In the just-released FOMC statement, the Fed announced no change to the Fed funds rate. This was in keeping with consensus market expectations. The Fed guidance the market is looking for today will come from wording changes to the just-released policy statement, the fresh “dot plot” projections, and Fed Chair Powell’s press conference. The press conference will begin at the bottom of the hour. The Fed funds range remains set at 5.25% to 5.50%, a 23-year high and where it’s been for the past five FOMC meetings dating back to July of last year.

Changes to the policy statement will set the stage for the press conference, so we should listen to commentary about any unexpected changes in that wording and anything that grabs the markets attention. Revisions to the consensus dot plot projections for when the first Fed funds rate cut is expected will get a lot of attention, too. If that rate cut moves out further than the July FOMC meeting the Treasury bond market will see more selling.

In his recent testimony to the legislative branches, Chair Powell stated the Fed is “not far” from being convinced that inflation is cooling at a pace that justifies lower policy rates. And that came after the January CPI surprise. Today’s events are key to making sense of that guidance and resetting where the Fed’s policy thinking is now.

What’s Next?

Investors are focused on whether the Fed will cut the Fed Funds rate three times in 2024, or just two. At the moment, the ongoing strength of the economy and job market demand has the Fed firmly in a holding pattern on rates. The rate cut projection then is a matter of conditions changing enough for the Fed to move off its “higher for longer” stance.

While expectations of a recession have significantly faded in favor of a soft landing, the possibility the Fed’s policy stance could still bring about that outcome are only two months’ worth of weaker economic data away.

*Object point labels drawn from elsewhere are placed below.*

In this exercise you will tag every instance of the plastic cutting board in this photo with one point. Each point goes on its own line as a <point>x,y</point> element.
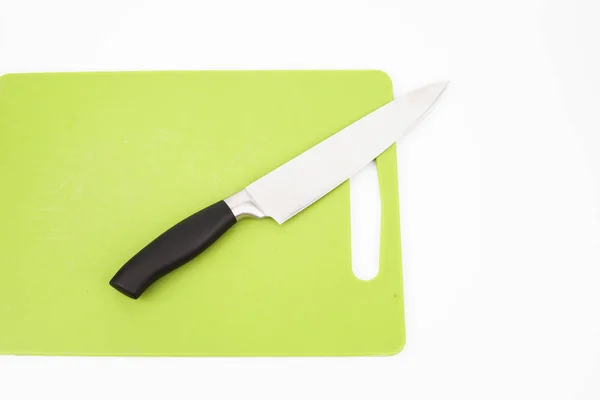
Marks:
<point>95,165</point>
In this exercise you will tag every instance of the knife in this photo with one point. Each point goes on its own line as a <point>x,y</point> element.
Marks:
<point>283,192</point>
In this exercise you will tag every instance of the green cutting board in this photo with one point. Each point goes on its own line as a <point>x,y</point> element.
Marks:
<point>93,166</point>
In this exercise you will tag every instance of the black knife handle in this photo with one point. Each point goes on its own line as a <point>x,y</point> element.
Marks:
<point>173,248</point>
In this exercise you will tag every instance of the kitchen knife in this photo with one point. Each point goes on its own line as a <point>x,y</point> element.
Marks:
<point>283,192</point>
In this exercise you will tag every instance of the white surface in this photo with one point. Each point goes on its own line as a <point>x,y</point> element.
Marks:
<point>499,186</point>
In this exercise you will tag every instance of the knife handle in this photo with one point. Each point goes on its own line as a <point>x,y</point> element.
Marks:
<point>173,248</point>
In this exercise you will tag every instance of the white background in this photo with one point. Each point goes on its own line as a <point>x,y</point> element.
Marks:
<point>499,186</point>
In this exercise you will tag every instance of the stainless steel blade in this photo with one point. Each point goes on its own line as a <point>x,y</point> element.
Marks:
<point>295,185</point>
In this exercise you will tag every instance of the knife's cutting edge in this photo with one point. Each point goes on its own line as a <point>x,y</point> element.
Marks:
<point>282,193</point>
<point>297,184</point>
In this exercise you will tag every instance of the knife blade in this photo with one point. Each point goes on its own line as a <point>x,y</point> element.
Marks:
<point>283,192</point>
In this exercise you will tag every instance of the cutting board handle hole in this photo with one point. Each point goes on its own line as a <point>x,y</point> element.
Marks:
<point>365,218</point>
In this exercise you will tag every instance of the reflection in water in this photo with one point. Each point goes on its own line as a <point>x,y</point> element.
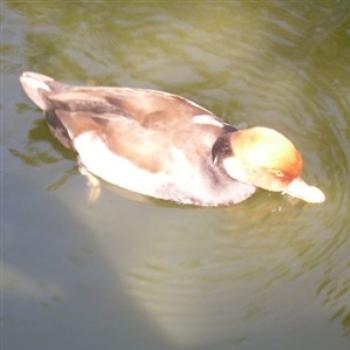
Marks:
<point>17,283</point>
<point>202,275</point>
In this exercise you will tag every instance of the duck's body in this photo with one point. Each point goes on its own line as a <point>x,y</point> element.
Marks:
<point>146,141</point>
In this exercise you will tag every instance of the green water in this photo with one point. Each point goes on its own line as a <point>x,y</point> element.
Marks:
<point>131,273</point>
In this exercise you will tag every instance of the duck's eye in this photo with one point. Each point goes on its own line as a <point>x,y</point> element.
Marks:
<point>279,173</point>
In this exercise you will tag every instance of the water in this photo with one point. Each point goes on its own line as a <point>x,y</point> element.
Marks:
<point>133,273</point>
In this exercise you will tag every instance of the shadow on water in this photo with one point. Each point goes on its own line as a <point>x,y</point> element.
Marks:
<point>123,274</point>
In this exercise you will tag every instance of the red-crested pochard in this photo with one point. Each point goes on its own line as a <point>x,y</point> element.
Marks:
<point>166,146</point>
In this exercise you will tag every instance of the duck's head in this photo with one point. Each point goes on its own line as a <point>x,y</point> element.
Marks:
<point>265,158</point>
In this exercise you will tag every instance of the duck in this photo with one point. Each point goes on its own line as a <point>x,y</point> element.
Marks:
<point>165,146</point>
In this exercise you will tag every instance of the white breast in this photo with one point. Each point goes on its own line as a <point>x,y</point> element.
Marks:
<point>184,182</point>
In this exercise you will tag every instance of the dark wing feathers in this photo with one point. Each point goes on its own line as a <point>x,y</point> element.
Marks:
<point>140,125</point>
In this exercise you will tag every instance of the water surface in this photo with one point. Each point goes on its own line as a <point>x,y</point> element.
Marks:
<point>133,273</point>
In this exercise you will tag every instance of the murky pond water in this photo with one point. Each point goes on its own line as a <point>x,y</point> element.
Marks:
<point>133,273</point>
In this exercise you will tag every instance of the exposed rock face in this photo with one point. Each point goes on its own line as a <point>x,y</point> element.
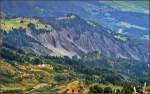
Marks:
<point>74,36</point>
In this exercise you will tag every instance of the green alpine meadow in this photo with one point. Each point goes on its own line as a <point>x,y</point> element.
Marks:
<point>74,47</point>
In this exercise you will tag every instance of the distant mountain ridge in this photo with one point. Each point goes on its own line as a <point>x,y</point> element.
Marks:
<point>71,35</point>
<point>129,16</point>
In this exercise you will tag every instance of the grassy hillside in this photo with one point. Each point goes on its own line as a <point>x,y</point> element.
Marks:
<point>26,73</point>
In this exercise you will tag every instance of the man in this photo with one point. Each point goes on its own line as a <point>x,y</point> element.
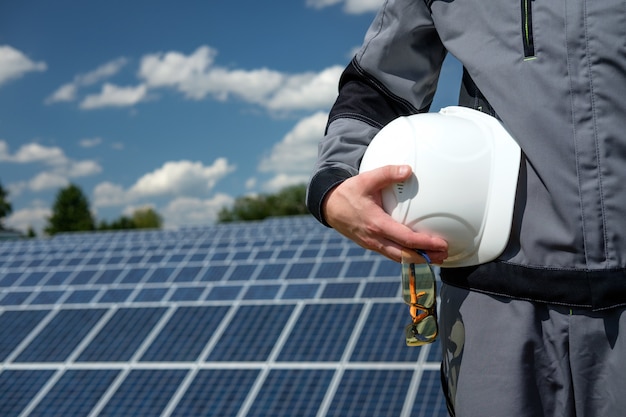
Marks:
<point>540,330</point>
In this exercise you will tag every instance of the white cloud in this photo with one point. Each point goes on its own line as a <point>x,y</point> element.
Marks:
<point>107,194</point>
<point>174,68</point>
<point>350,6</point>
<point>32,152</point>
<point>196,76</point>
<point>191,211</point>
<point>90,142</point>
<point>14,64</point>
<point>68,92</point>
<point>292,159</point>
<point>114,96</point>
<point>177,178</point>
<point>34,217</point>
<point>47,181</point>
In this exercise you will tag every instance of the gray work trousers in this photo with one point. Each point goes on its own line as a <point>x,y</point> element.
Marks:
<point>514,358</point>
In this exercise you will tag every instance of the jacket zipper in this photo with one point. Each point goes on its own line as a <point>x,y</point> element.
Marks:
<point>527,29</point>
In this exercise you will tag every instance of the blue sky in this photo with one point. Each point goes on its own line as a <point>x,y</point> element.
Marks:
<point>180,106</point>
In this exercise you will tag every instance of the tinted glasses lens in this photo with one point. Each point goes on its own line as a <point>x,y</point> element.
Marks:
<point>419,292</point>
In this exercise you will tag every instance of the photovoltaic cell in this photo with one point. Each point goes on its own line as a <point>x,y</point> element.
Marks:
<point>359,268</point>
<point>388,289</point>
<point>187,274</point>
<point>144,393</point>
<point>271,271</point>
<point>186,334</point>
<point>15,326</point>
<point>116,295</point>
<point>81,296</point>
<point>215,273</point>
<point>187,294</point>
<point>242,272</point>
<point>218,392</point>
<point>279,317</point>
<point>262,292</point>
<point>300,270</point>
<point>321,333</point>
<point>151,294</point>
<point>430,401</point>
<point>75,394</point>
<point>329,269</point>
<point>293,392</point>
<point>300,291</point>
<point>382,338</point>
<point>14,298</point>
<point>224,293</point>
<point>122,335</point>
<point>47,297</point>
<point>18,388</point>
<point>61,335</point>
<point>252,333</point>
<point>371,393</point>
<point>340,290</point>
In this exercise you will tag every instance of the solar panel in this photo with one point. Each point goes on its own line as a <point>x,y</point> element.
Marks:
<point>282,317</point>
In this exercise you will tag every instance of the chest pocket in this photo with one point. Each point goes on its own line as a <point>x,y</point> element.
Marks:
<point>527,28</point>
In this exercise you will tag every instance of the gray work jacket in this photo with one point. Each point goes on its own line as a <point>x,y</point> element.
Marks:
<point>554,72</point>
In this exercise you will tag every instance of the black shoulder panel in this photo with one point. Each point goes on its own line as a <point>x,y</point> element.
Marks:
<point>363,98</point>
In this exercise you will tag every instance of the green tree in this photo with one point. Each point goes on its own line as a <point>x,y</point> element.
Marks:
<point>123,223</point>
<point>147,218</point>
<point>287,202</point>
<point>70,212</point>
<point>5,205</point>
<point>144,218</point>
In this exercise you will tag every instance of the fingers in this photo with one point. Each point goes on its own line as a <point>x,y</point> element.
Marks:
<point>354,209</point>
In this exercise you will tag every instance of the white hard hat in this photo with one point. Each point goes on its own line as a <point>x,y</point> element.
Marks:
<point>465,170</point>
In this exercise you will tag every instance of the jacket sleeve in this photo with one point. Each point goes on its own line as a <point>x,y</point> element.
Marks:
<point>394,74</point>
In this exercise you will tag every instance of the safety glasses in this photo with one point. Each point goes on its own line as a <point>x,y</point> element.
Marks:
<point>419,291</point>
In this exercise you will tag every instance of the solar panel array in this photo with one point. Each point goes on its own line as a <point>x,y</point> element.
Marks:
<point>276,318</point>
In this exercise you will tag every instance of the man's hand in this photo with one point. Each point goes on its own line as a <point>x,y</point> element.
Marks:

If that were to come about it would of course pull rate cut expectations forward again.

In the meantime, the markets are trying to understand the degree to which the supply chain recovery and pandemic stimulus explain the positive economic performance, despite the restrictive Fed policy. And when the impact of those unique factors may fade enough that the impact from the Fed policy more fully takes over. Has a recession only been delayed? If the Fed holds the terminal rate too long will a recession begin and become severe before the Fed cutting rates can address it?

Before the next FOMC meeting on May 1, we only have one additional month’s worth of fresh economic indicators to consider. Meanwhile, there’s the impact of higher term interest rates, war in the Middle East, the war in Ukraine, rising gas prices, China’s economic situation, a possible federal government shutdown, continuing jobs market strength, a slowing but still expanding economy, and the increased Treasury auction calendar. All of which factor into day-to-day market movement if not changing rate expectations.

As rates are published each day, this leaves the mortgage market subject to an unusually high degree of uncertainty. The point being, when the Fed is expected to begin rate cuts is far from the only influence on market movement.

What Do Borrowers Do Now?

Originators should explain to borrowers looking to finance the purchase of a home that the current mortgage rate market remains exposed to greater-than-typical levels of uncertainty. Mortgage rates have risen in recent weeks and are still at risk of being pressured higher, in the short term as well as the intermediate.

The available housing inventory is still tight and will remain so for years to come. After finding a home for purchase and achieving an accepted offer, the best course of action is to secure financing quickly to avoid the worst of possible market volatility that could upend those plans.